Shaw posts lower third-quarter profit, revenue amid COVID-related store closures

Read more...

Jul 10, 2020

Share

CALGARY -- Shaw Communications Inc.'s third-quarter revenue and profit were down from the same time last year due to COVID-19's impact on its internet, cable and wireless businesses.

Net income fell 18.9 per cent from the same time last year to $184 million or 35 cents per share, it announced Friday after stock markets closed.

Revenue for the three months ended May 31 was $1.31 billion, down 0.8 per cent from the third quarter of fiscal 2019.

"While the financial impacts from COVID-19 in the third quarter were not material, the situation is still uncertain in terms of its magnitude, outcome and duration," the company said Friday.

"Consumer behaviours could still change materially, including the potential downward migration of services, acceleration of cord-cutting and reduced ability to pay their bills, all due to the challenging economic situation."

The company noted that, besides the pandemic, its customers have been affected by low commodity prices that have weighed heavily on its home province of Alberta.

Shaw noted that 90 per cent of its retail locations were closed during the quarter due to the COVID-19 lockdowns, affecting its ability to add subscribers and sell equipment such as smartphones.

Its Freedom Mobile wireless business added about 2,200 postpaid customers but lost 7,700 pre-paid subscribers.

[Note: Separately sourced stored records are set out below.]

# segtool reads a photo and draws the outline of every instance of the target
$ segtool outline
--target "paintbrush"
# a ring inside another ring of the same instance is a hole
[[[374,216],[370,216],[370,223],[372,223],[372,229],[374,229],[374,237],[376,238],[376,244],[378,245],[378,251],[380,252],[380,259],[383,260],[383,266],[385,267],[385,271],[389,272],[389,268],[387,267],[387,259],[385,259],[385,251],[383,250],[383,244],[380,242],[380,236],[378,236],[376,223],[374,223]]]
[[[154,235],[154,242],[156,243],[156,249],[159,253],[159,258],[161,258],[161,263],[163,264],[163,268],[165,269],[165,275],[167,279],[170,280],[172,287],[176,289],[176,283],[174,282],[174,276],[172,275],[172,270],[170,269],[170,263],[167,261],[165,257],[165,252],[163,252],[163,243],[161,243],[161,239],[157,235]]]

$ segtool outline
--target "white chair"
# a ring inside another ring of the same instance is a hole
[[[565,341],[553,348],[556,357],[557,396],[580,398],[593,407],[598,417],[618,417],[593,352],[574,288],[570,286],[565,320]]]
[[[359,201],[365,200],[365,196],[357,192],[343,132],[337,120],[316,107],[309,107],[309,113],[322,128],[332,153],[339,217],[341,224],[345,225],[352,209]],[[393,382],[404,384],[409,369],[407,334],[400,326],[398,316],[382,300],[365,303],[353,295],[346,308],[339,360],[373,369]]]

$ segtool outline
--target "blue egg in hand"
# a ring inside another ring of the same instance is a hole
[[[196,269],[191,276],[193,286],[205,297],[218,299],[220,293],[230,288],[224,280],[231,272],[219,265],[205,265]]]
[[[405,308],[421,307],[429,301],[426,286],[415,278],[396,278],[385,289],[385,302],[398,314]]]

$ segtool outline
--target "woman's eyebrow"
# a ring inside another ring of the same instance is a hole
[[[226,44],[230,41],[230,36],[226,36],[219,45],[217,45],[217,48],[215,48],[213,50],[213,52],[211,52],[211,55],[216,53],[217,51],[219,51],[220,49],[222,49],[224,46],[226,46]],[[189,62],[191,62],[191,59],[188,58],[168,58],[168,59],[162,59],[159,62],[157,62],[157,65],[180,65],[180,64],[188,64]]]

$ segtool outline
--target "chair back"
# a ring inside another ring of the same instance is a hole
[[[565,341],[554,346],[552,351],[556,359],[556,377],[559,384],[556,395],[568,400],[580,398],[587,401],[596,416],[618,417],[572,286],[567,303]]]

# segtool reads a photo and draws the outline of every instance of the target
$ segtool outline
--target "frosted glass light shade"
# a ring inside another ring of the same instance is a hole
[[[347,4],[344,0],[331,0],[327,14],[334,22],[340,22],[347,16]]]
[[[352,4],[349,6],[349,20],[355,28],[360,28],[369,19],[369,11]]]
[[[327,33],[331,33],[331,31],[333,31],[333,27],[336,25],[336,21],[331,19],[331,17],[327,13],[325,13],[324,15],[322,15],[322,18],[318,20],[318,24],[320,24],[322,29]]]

Its wireline business lost 5,100 internet subscribers and 22,000 video customers.

On the other hand, Freedom's churn rate -- which measures how many customers leave -- was a company record low of 0.96 per cent.

At Shaw's business services unit, revenue was similar to last year at $140 million, although it was down 2.8 per cent compared with the second quarter that ended in February, as many customers temporarily suspended, cancelled or reduced their accounts due to pandemic closures.

Shaw Business primarily serves the small- and medium-sized market, which the company said is especially vulnerable to lower commodity prices, mandated COVID closures and social distancing.